Preoperatively it was considered he had a chronic, calcified subdural haematoma from VP shunt overdrainage. The mass was removed via craniotomy and confirmed organised subdural blood clot, which was thickly calcified on its surface. Seven days post operation, CT revealed that the haematoma had been totally resected, the brain had expanded, and the lateral ventricles were large (fig 2A–D).
(A–D) Postoperative cranial CT. At 7th day post operation, cranial CT scans manifested that calcified and organised subdural haematoma was totally removed, and CSF was accumulated in lateral ventricles and expanded outwards cerebral parenchyma that occupied the residual space at which the subdural haematoma had been located.
One month later his preoperative motor symptoms had resolved.
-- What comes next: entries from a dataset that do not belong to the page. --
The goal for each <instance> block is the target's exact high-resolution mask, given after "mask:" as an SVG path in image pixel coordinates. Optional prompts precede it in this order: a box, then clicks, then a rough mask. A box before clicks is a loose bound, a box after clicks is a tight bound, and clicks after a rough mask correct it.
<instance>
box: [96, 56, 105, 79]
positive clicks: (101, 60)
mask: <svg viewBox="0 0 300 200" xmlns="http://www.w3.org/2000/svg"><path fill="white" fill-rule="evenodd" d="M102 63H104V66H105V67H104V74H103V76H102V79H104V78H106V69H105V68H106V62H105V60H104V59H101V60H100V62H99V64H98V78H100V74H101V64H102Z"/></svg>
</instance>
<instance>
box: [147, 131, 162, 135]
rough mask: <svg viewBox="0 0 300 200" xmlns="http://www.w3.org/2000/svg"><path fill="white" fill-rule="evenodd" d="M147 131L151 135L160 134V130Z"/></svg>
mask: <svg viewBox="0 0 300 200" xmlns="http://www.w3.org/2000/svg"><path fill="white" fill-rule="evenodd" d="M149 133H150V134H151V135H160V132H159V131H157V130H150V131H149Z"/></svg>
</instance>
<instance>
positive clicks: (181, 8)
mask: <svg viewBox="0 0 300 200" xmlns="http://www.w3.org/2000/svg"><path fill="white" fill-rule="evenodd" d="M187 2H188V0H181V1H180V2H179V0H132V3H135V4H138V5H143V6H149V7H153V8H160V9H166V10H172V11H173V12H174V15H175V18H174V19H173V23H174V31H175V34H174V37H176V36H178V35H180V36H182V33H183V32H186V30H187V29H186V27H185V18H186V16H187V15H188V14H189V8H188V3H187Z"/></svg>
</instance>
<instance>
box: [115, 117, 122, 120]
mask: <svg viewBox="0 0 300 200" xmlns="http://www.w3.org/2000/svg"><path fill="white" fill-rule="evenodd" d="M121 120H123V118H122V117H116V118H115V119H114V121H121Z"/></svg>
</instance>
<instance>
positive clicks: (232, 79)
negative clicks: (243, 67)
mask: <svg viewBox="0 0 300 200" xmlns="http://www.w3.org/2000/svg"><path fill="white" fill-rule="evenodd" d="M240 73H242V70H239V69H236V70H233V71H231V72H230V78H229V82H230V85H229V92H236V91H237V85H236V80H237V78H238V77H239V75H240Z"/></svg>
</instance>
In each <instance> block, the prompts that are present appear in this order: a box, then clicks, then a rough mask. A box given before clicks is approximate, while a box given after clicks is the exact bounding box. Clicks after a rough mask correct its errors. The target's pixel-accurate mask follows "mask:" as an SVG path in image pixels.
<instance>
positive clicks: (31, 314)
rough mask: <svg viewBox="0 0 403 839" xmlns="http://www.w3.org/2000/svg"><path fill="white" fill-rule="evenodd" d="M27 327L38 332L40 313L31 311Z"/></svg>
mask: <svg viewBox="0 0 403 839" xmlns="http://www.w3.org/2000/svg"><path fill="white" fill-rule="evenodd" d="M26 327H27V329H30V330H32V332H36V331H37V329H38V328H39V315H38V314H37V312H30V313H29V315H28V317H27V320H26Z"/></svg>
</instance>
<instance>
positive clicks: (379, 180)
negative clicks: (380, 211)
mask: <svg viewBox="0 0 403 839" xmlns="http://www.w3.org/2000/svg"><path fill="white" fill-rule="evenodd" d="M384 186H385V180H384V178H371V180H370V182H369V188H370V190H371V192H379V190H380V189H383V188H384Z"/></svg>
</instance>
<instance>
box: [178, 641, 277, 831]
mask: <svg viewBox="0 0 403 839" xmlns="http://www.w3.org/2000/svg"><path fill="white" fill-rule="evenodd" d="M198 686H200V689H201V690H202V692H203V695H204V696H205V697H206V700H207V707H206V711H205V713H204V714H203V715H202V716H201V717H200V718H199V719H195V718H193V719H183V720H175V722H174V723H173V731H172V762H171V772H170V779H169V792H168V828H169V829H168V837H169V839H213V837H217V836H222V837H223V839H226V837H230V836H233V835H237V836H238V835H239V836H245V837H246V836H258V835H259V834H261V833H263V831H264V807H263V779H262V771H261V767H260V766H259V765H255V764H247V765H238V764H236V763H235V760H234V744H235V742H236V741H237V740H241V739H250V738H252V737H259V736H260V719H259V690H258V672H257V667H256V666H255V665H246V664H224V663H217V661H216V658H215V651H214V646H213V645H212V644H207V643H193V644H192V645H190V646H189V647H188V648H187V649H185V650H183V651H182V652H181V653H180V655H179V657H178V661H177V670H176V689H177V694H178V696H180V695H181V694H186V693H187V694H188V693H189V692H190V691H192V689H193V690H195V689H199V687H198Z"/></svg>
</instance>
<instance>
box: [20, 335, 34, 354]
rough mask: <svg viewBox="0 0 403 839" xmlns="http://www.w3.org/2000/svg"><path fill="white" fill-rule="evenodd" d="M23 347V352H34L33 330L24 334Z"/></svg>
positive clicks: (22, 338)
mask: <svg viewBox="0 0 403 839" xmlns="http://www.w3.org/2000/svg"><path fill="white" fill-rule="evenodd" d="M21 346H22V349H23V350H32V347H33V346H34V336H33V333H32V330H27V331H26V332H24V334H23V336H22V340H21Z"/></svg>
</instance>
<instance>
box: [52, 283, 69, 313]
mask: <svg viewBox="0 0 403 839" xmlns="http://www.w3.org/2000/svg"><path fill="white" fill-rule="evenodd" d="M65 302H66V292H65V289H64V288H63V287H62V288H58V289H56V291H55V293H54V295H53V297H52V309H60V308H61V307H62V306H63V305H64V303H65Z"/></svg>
Over the next year his mental status improved and he became capable of all activities of daily living despite persistent hydrocephalus on serial CT scans. He was considered to have compensated chronic hydrocephalus.
Calcification of chronic subdural haematomas, which are caused by over drainage of cerebrospinal fluid (CSF) by shunting,1 is not common. Several reported cases have been asymptomatic,2 implying that CSF is shunted enough to maintain normal intracranial pressure. Bilateral calcified subdural haematomas—“armoured brain”—can, however, result in severe symptoms.3–5 Excision of the haematoma can—as in this patient—lead to good outcome.